Slide 2: “Facebook Technical Support sent you a notification”

This phishing email targets Facebook users. This is a screenshot from Gmail, which looks different compared to email software like Outlook and Thunderbird. The link preview text is in the lower left corner, instead of appearing as a popup.

The most obvious indications that this email is fake are:

  • The sender has an email address ending in “…onlinehome-server…”.
  • There is no indication that the sender even knows the name of the recipient.
  • The “Go To Facebook” link actually goes to a website that isn’t Facebook


Slide 3: “You Have One Important Security Message”

University of Otago staff were specifically targeted in this phishing email. However, the general style of the email is easily modified to suit any target – the attacker just needs to change the “From” address, and the last line of text in the email.
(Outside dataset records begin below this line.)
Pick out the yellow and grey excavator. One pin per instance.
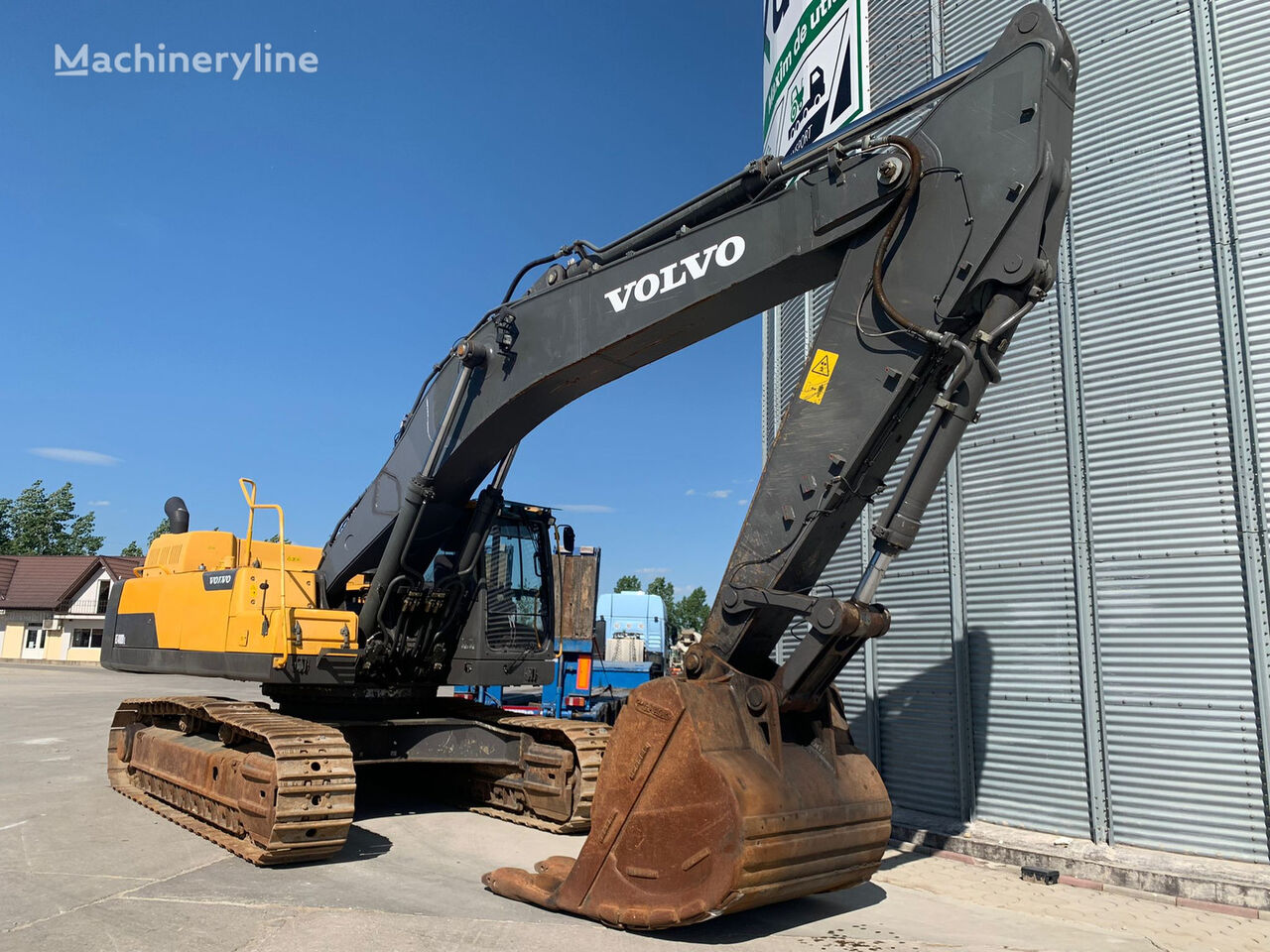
(734, 783)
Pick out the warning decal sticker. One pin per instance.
(818, 376)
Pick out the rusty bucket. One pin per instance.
(710, 800)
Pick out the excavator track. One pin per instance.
(264, 785)
(273, 788)
(572, 749)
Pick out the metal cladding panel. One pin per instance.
(1243, 33)
(1025, 680)
(1173, 627)
(899, 49)
(917, 694)
(820, 303)
(970, 27)
(1183, 757)
(1025, 698)
(792, 343)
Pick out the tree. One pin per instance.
(45, 524)
(164, 526)
(693, 610)
(661, 587)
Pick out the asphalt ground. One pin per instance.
(82, 869)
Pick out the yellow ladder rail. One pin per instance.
(252, 506)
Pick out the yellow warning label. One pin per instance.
(818, 376)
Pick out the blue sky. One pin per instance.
(207, 278)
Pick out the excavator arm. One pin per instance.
(738, 784)
(938, 243)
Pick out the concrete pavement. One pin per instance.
(81, 869)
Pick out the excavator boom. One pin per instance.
(738, 784)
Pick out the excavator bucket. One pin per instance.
(708, 803)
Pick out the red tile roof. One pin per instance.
(50, 581)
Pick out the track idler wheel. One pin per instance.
(712, 801)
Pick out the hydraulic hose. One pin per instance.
(906, 200)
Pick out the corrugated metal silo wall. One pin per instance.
(1080, 634)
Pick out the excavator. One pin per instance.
(734, 783)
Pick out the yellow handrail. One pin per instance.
(252, 506)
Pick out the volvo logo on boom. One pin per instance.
(694, 267)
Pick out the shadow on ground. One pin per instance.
(766, 920)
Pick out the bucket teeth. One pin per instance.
(702, 807)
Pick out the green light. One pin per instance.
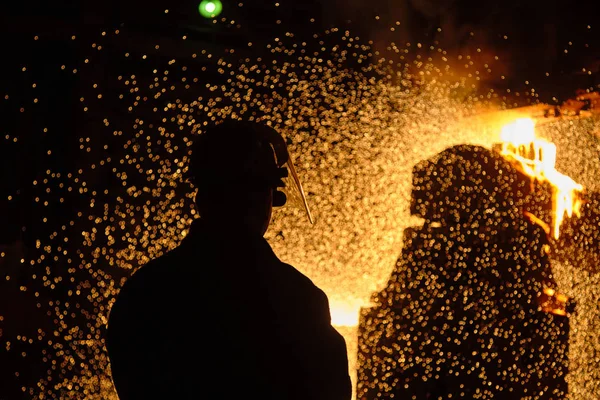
(210, 8)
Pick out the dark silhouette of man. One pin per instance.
(220, 316)
(465, 313)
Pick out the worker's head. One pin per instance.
(465, 183)
(237, 168)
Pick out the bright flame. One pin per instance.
(538, 159)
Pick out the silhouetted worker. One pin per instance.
(466, 312)
(220, 316)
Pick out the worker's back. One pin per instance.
(221, 317)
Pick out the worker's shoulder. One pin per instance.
(291, 278)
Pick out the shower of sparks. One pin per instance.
(355, 134)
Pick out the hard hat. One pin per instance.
(242, 154)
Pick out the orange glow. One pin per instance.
(537, 158)
(344, 316)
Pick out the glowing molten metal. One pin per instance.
(537, 159)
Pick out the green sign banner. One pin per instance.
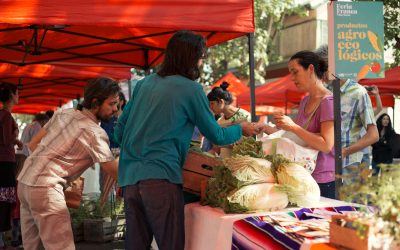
(355, 31)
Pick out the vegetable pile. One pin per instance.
(250, 181)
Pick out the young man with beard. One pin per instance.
(63, 149)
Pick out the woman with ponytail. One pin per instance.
(8, 139)
(221, 105)
(314, 123)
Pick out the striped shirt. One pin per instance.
(356, 114)
(74, 141)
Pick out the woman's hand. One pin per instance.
(250, 129)
(268, 129)
(285, 122)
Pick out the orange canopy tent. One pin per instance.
(282, 93)
(43, 87)
(112, 33)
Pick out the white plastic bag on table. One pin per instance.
(278, 143)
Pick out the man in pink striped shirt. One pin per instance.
(64, 148)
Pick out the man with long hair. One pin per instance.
(154, 132)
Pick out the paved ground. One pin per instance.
(90, 246)
(100, 246)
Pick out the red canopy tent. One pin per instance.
(282, 93)
(112, 33)
(390, 84)
(236, 87)
(43, 87)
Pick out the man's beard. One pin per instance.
(103, 118)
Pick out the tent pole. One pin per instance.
(337, 128)
(286, 102)
(250, 37)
The most obvious indications that this email is fake are:

  • The “Click here to View Message” link goes to a non-Otago website.
  • The format of the notification is unusual.
  • The sender is simply specified as the “…Webmail Service”; there is no individual or department named.


Slide 4: “Warning Alert!”

This phishing email was also targeted at the “Unoversity” of Otago.

The most obvious indications that this email is fake are:

  • The “From” address is inconsistent with itself. The first part reads “helpdesk@otago.ac.nz”, and the second part ends with the name of a different organisation.
  • The link given is obviously not to an Otago website.
  • The sender is simply specified as the “Unoversity of Otago” [sic]; there is no individual or department named.